Once you've recorded appointments, tasks or billable time for a client, you can turn them into an invoice — addressed either to a third-party payer or directly to the client.
1. Select the items to invoice
From the client's profile, go to the Appointments / Tasks section. Tick the checkboxes next to the items you want to invoice (appointments, tasks, and/or billable time entries), then click the Create invoice link.
▎ You can also create an invoice for a single appointment directly from its Create invoice action but the invoice will NOT be linked to a third party-payer.
2. Choose who is billed
When the invoice is created, choose the recipient:
- A third-party payer — one of the payers attached to the client through a funding policy, or
- Bill the client — a standard invoice addressed to the client.
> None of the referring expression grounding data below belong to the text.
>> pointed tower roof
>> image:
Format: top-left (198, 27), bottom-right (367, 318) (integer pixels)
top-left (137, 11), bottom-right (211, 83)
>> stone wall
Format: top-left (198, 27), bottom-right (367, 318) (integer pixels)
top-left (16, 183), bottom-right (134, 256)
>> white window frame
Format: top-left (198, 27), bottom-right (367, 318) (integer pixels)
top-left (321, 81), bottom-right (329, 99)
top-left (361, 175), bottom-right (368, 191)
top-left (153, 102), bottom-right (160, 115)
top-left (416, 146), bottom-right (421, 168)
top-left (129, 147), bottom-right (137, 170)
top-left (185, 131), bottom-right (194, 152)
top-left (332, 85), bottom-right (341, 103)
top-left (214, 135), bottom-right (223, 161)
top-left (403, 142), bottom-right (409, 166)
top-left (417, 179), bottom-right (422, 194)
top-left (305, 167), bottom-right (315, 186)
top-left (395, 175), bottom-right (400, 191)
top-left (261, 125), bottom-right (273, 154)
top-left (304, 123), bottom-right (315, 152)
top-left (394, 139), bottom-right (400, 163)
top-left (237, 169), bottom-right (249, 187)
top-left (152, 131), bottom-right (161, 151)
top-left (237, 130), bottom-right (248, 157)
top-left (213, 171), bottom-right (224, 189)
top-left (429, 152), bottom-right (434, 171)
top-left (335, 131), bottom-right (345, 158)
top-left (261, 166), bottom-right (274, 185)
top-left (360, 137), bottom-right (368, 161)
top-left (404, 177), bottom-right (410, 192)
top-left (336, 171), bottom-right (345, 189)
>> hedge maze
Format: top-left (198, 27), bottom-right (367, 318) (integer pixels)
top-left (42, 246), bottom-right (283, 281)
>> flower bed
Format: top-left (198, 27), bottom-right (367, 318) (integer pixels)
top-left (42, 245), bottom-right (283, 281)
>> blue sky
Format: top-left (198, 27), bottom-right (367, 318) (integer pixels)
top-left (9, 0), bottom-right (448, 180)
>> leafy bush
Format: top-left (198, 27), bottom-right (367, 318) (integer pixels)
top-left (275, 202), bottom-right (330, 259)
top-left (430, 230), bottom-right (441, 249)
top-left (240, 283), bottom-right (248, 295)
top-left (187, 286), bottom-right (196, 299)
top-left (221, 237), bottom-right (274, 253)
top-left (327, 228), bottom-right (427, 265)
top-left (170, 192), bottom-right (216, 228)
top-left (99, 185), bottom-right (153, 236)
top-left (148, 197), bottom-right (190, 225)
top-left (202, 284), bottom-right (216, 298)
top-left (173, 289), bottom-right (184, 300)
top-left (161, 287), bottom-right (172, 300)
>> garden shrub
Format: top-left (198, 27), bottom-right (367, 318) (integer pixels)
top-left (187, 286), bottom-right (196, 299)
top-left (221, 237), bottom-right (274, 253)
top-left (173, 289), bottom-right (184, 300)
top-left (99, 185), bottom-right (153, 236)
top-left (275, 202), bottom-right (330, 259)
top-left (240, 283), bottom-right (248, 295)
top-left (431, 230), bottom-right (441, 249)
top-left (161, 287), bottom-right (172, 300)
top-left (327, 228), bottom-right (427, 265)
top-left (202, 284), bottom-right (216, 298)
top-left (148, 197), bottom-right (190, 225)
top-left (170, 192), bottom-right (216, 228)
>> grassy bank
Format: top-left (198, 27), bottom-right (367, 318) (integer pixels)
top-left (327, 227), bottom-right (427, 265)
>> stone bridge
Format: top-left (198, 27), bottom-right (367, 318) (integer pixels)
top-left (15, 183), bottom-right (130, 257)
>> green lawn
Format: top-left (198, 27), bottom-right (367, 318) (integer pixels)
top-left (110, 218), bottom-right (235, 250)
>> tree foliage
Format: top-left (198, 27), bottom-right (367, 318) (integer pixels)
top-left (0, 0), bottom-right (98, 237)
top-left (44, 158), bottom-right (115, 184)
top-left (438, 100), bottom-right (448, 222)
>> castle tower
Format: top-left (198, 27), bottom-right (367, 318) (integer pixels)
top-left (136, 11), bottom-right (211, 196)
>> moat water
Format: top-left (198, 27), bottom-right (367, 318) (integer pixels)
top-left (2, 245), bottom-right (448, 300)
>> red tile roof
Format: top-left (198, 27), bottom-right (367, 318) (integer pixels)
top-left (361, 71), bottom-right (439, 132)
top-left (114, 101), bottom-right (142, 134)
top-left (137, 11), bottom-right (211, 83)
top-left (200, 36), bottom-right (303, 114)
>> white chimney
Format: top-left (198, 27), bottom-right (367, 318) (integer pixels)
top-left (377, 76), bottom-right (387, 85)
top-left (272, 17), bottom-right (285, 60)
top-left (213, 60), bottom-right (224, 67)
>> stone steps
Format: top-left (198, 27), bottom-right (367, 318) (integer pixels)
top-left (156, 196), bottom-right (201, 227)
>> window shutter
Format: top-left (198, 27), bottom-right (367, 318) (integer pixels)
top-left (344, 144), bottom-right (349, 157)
3. Third-party payer: funding check
If you bill a third-party payer, Colib checks the selected items against the policy's remaining funding:
- If the items would exceed the authorized hours and/or the funded amount, a confirmation appears ("Creating this invoice will exceed… Do you want to proceed anyway?"). You can confirm to proceed.
- The policy's usage is recomputed so the remaining balance stays accurate.
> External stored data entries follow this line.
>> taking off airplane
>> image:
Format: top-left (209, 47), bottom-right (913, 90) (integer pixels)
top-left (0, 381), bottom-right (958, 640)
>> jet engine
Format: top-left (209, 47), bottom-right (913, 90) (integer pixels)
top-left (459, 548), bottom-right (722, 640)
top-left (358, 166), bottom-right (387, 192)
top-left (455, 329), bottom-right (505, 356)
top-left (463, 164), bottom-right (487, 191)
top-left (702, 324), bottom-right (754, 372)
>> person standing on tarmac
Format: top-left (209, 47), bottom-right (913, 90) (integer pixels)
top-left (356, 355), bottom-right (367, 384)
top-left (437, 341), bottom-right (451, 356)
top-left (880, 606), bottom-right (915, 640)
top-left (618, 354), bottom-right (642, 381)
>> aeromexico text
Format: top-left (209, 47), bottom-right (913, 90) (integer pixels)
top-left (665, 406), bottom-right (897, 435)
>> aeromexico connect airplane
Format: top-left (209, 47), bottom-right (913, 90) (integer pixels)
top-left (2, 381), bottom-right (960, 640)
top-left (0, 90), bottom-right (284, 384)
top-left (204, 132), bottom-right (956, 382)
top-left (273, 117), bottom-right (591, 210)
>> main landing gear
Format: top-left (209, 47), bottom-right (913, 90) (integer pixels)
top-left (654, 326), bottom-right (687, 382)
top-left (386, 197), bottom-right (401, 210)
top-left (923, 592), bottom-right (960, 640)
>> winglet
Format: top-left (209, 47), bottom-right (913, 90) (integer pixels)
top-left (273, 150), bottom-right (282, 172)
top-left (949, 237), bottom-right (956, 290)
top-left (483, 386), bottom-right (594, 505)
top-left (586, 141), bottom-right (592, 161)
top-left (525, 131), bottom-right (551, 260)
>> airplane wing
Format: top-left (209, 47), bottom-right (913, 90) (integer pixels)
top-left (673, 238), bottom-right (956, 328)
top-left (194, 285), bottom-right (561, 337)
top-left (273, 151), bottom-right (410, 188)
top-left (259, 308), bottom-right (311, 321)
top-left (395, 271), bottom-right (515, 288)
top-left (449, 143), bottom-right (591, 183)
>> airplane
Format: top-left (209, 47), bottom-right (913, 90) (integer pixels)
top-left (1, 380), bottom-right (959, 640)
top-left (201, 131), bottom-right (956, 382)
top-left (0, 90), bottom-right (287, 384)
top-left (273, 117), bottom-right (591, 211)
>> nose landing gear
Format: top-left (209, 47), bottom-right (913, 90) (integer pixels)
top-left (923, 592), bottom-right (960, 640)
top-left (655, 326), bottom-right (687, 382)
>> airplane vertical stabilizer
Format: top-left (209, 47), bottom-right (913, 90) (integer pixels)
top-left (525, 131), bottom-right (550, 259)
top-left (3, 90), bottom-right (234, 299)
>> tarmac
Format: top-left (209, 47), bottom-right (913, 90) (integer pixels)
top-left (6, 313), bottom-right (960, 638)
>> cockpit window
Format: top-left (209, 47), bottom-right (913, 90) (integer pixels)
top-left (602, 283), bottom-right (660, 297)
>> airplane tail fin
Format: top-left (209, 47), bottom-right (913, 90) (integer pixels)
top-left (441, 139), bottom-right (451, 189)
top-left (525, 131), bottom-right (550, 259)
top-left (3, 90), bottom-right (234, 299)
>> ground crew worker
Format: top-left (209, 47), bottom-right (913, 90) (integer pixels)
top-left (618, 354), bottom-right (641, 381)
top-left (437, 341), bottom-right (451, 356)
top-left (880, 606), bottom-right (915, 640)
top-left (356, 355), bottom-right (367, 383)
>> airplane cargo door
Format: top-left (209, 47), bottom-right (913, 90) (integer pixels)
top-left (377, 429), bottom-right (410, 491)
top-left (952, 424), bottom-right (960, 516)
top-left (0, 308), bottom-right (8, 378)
4. Review and adjust the invoice
On a third-party-billed invoice:
- The invoice is addressed to the payer — the payer's name and billing address appear on it, and a "Billed to
third-party payer" banner shows the payer and the policy / authorization number.
- For third-party-billed appointments, the description and quantity stay read-only. You can only edit the date and the price of each appointment line.
5. Send the invoice
When you send the invoice by email, it is sent to the payer's billing email (the address set on the payer), not to the client's email. The invoice and any receipt are sent as separate emails.
▎ Tip: keep your payer's billing email and billing address up to date (Settings> Third Party Billing > Payers), since they drive where and how third-party invoices are delivered.
NOTE: In a future release, you will be able to split the cost of an invoice between the client and one or several third-party payers. You will also be able to configure more complex billing rules. Example: third-party payer pays up to 90% of the appointment, or up to $1000, etc.